There are more pronouns than he/him and she/her, including ze/hir, they/them, and more! Asking someone their pronouns is not only polite, it’s the right thing to do. You should never assume someone’s pronouns based on the way they look. Remember that pronouns can change over time. Asking someone their pronouns can help make someone feel that they can trust you to respect and affirm them.
Next step: Make it a habit to tell people the pronouns you use when you introduce yourself to encourage those around you to do the same. For example, “My name is Laverne and my pronouns are she/her/hers.”
What not to say: “Only girls and women should wear skirts.” OR “Only boys and men should have short hair.”
Clothing, haircuts and colors have no gender. Although wearing or doing certain things can feel affirming to a someone’s personal identity, saying that something (or someone) is restricted to only “manly” or “girly” things based on their gender limits people’s full expression of themselves. Gender identity is fluid and we express it in many ways, especially through fashion. Instead of restricting folks to colors and clothing items with “for women” or “for men” labels, help dismantle that binary and let someone know how great their style is instead!

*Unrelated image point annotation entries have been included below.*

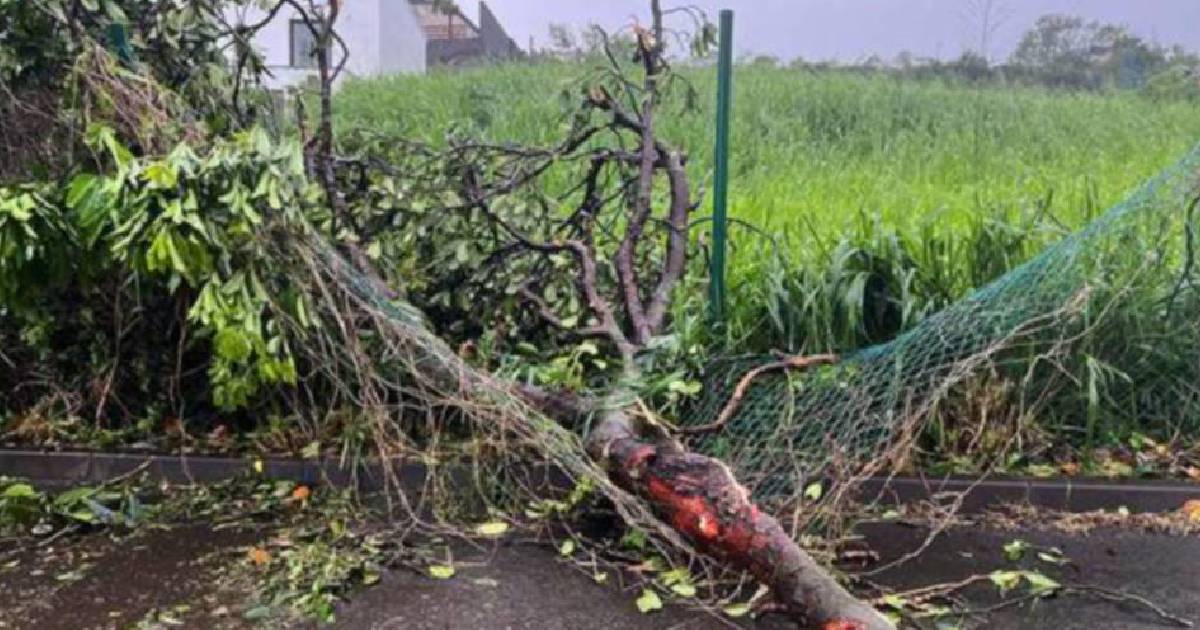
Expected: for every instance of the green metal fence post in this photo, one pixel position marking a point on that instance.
(721, 175)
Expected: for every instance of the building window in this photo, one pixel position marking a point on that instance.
(304, 46)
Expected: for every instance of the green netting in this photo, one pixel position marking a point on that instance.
(1098, 329)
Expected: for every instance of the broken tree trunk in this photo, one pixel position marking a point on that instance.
(702, 501)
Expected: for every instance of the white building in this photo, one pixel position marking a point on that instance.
(383, 37)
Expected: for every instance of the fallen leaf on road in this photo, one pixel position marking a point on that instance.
(259, 556)
(1192, 509)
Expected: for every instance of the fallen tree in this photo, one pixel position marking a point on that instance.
(615, 138)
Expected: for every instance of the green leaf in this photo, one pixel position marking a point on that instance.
(311, 451)
(442, 571)
(233, 345)
(1015, 550)
(685, 388)
(1006, 581)
(649, 601)
(21, 491)
(684, 589)
(495, 528)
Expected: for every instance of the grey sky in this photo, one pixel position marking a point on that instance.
(856, 29)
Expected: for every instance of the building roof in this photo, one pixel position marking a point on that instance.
(443, 24)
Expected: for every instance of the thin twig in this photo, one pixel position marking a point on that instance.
(791, 363)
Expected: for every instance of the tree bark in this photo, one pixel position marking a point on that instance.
(702, 501)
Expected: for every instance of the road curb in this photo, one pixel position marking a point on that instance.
(1068, 495)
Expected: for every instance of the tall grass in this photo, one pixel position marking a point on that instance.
(877, 201)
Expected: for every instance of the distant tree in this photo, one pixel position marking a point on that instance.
(1066, 51)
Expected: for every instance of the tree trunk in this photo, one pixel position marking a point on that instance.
(700, 497)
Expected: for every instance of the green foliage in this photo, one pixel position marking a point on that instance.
(184, 231)
(876, 202)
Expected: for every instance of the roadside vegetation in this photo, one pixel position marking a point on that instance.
(499, 275)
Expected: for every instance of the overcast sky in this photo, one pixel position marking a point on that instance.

Next step: If your workplace has a gender-specific dress code, you probably want to update it to be more inclusive and affirming. Our dress code simply says, “Dress for your day,” but your workplace could get more specific while remaining gender-neutral.
What to say: “What’s your name?”
This question is obvious, but it’s also really important. Many people (not all) who identify as trans or gender non-conforming use a chosen name rather than the name given to them at birth. Saying someone’s name is affirming (and common decency, TBH). Once someone tells you their name, make sure to use that name and that name only, unless they tell you otherwise.

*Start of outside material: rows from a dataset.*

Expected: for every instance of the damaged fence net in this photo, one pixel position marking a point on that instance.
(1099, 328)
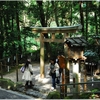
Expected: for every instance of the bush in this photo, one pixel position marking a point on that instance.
(53, 95)
(8, 84)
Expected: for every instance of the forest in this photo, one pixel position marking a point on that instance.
(16, 18)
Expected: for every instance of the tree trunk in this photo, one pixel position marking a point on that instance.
(18, 29)
(81, 17)
(44, 24)
(86, 20)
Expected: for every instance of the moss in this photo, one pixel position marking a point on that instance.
(53, 95)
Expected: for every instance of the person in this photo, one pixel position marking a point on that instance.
(54, 69)
(27, 75)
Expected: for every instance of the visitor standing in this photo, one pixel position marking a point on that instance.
(27, 75)
(54, 72)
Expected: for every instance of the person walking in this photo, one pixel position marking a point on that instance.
(54, 72)
(27, 75)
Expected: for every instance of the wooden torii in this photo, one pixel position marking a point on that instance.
(52, 31)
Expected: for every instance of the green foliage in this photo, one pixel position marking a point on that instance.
(53, 95)
(10, 85)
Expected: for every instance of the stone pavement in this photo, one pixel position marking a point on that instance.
(41, 86)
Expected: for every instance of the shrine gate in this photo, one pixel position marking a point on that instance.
(65, 30)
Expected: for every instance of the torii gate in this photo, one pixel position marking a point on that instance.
(52, 31)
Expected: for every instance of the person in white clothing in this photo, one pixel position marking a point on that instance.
(27, 75)
(54, 72)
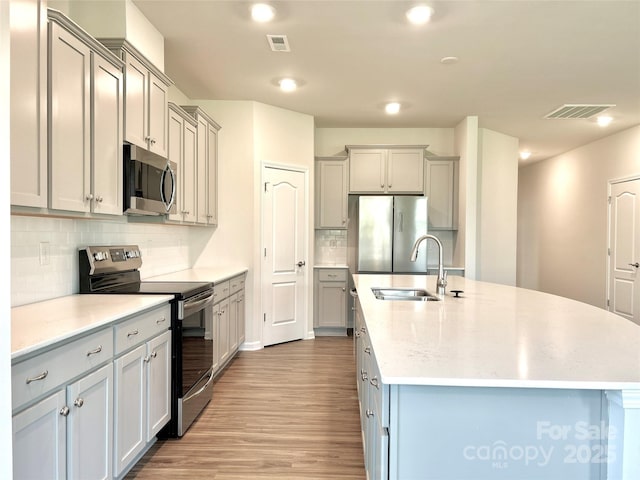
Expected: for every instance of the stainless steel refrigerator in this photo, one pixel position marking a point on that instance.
(388, 226)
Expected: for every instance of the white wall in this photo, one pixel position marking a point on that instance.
(562, 217)
(497, 215)
(466, 146)
(6, 457)
(331, 141)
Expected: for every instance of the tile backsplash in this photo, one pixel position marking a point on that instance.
(44, 252)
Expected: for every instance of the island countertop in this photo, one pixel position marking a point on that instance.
(497, 336)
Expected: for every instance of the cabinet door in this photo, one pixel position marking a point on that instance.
(367, 170)
(405, 171)
(241, 319)
(233, 323)
(440, 192)
(189, 173)
(223, 331)
(107, 137)
(28, 83)
(70, 74)
(129, 434)
(136, 93)
(158, 115)
(158, 384)
(332, 194)
(201, 171)
(90, 427)
(332, 310)
(212, 176)
(176, 149)
(39, 440)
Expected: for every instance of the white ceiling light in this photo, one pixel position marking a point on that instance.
(604, 120)
(420, 14)
(392, 108)
(261, 12)
(288, 84)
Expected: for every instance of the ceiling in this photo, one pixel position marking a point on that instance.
(518, 61)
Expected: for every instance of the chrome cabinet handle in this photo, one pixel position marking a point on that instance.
(94, 351)
(42, 376)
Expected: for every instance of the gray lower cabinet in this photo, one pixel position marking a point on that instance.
(78, 413)
(330, 304)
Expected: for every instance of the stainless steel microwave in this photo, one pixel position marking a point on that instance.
(150, 182)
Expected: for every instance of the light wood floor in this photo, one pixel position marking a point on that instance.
(289, 411)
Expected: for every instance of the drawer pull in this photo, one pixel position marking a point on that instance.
(42, 376)
(94, 351)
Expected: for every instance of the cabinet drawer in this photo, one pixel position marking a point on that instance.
(221, 290)
(141, 328)
(332, 275)
(236, 284)
(38, 375)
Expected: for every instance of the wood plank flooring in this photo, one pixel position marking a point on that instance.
(289, 411)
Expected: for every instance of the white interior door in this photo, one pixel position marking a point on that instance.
(624, 241)
(284, 254)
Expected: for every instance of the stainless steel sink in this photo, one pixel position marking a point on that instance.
(407, 294)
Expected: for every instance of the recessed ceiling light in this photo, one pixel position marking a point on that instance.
(604, 120)
(261, 12)
(392, 108)
(288, 84)
(420, 14)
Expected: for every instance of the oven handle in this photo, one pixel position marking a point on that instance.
(195, 394)
(192, 306)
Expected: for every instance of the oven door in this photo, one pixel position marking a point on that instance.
(196, 358)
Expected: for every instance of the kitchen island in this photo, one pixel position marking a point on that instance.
(500, 383)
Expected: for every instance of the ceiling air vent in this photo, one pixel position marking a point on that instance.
(577, 111)
(278, 43)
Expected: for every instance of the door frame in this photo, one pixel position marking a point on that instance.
(308, 247)
(610, 183)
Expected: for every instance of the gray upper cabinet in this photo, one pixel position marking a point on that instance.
(85, 121)
(386, 169)
(146, 115)
(28, 30)
(331, 176)
(442, 191)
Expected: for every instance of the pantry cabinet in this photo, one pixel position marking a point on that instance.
(206, 166)
(442, 192)
(28, 109)
(332, 190)
(182, 151)
(146, 114)
(85, 121)
(386, 170)
(330, 301)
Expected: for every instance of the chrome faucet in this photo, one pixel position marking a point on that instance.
(442, 278)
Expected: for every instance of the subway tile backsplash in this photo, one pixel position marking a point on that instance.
(44, 252)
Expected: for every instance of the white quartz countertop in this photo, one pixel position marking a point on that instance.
(497, 336)
(42, 324)
(213, 274)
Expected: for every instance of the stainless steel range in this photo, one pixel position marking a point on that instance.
(115, 269)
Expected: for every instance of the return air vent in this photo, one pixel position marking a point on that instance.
(278, 43)
(577, 111)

Next step: Help reinforce an affirming environment by correcting others who use the incorrect name or pronouns for someone. Many times, others simply may not know that someone uses a different name or only sees their official documentation. Doing this shows a sign of respect because you aren’t putting the responsibility onto the trans or gender non-conforming person to correct misgendering or dead naming. However, it is always worthwhile to check in with the person about how they would like to handle these situations.
What not to say: “Why did you transition?”
Going through a gender transition is a deeply personal journey. Even if you know someone has gone through (or is going through) a gender transition, they don’t owe you an explanation. Instead, be supportive by asking (as mentioned above) what their name and pronouns are!
Also note: Contrary to what you see in pop culture, a gender transition does not always mean that a person underwent any kind of surgery. Transitioning is an internal journey that is affirmed when others use the correct pronouns and name for that individual that attest to their identity.